Rwandan football administrators are feeling the pinch. The reason is Rwanda Football Federation’s (Ferwafa) string of unending gaffes that have plagued it all along its unsuccessful bid to remain football relevant.
Ferwafa, unlike many other football administrative bodies on the continent, the government has got its back. It has supported it fully. You will never hear of a Rwandan team failing to honour its international obligations due to lack of funding.
But Ferwafa has failed to honour its part of the bargain and instead been a source of financial losses to the government. It can afford to do so because it is not worried about dipping its hands in its own pockets; there is always the Ministry of Sports to do so.
But this spoilt brat attitude needs to stop. Ferwafa has to be responsible and learn to carry its own cross because the government will not bail it out forever. Who ill-advised it to breach a head coach’s contract immediately after renewing it? Did they think they would walk away scot-free?
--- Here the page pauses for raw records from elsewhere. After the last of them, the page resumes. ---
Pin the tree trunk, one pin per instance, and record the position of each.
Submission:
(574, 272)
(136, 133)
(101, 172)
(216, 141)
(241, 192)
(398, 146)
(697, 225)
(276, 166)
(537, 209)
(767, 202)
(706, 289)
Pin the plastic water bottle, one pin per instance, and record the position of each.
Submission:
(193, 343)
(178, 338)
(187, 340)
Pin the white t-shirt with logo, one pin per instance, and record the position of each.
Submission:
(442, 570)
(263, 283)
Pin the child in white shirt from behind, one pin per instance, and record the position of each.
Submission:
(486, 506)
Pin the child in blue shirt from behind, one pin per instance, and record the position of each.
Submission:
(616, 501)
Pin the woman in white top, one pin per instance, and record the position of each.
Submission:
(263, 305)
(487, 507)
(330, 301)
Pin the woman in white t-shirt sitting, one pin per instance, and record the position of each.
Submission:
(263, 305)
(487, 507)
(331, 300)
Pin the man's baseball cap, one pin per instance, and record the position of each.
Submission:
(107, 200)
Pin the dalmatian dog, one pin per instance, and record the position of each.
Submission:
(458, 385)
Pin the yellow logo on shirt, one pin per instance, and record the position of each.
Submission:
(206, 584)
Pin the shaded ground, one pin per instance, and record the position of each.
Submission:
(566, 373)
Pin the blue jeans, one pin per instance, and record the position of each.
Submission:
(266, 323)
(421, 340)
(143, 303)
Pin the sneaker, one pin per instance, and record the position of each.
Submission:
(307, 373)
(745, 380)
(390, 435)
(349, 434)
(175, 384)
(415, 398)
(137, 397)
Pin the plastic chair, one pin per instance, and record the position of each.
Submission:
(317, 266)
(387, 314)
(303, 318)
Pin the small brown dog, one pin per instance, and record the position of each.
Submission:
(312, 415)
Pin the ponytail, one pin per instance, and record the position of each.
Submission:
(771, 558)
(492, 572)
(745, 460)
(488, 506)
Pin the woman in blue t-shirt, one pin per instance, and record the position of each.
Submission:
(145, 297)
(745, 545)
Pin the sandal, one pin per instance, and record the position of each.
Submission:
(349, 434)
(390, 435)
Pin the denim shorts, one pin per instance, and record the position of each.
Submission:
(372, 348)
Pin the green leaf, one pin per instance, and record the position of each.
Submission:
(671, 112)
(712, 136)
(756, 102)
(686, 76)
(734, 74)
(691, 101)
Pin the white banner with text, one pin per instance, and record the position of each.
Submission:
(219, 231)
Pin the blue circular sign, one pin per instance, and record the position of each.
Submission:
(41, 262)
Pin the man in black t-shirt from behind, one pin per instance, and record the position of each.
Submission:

That irresponsible act has cost the government over Rwf 180 million, monies that, in normal circumstances, should have been paid by Ferwafa as Fifa had ordered, failure of which Rwanda would have been banned from all Fifa organized events.
Ferwafa’s mode of operation needs a serious broom work; to begin with, its leaders need to be held personally responsible for matters such as the breach of contract nightmare. The day they realise that the buck stops with them and that the government will not always be there to clean their mess, maybe they will grow up.
Even though Fifa looks down badly on governments interfering in football matters, the government needs to do something: After all, it is he who pays the piper that calls the tune.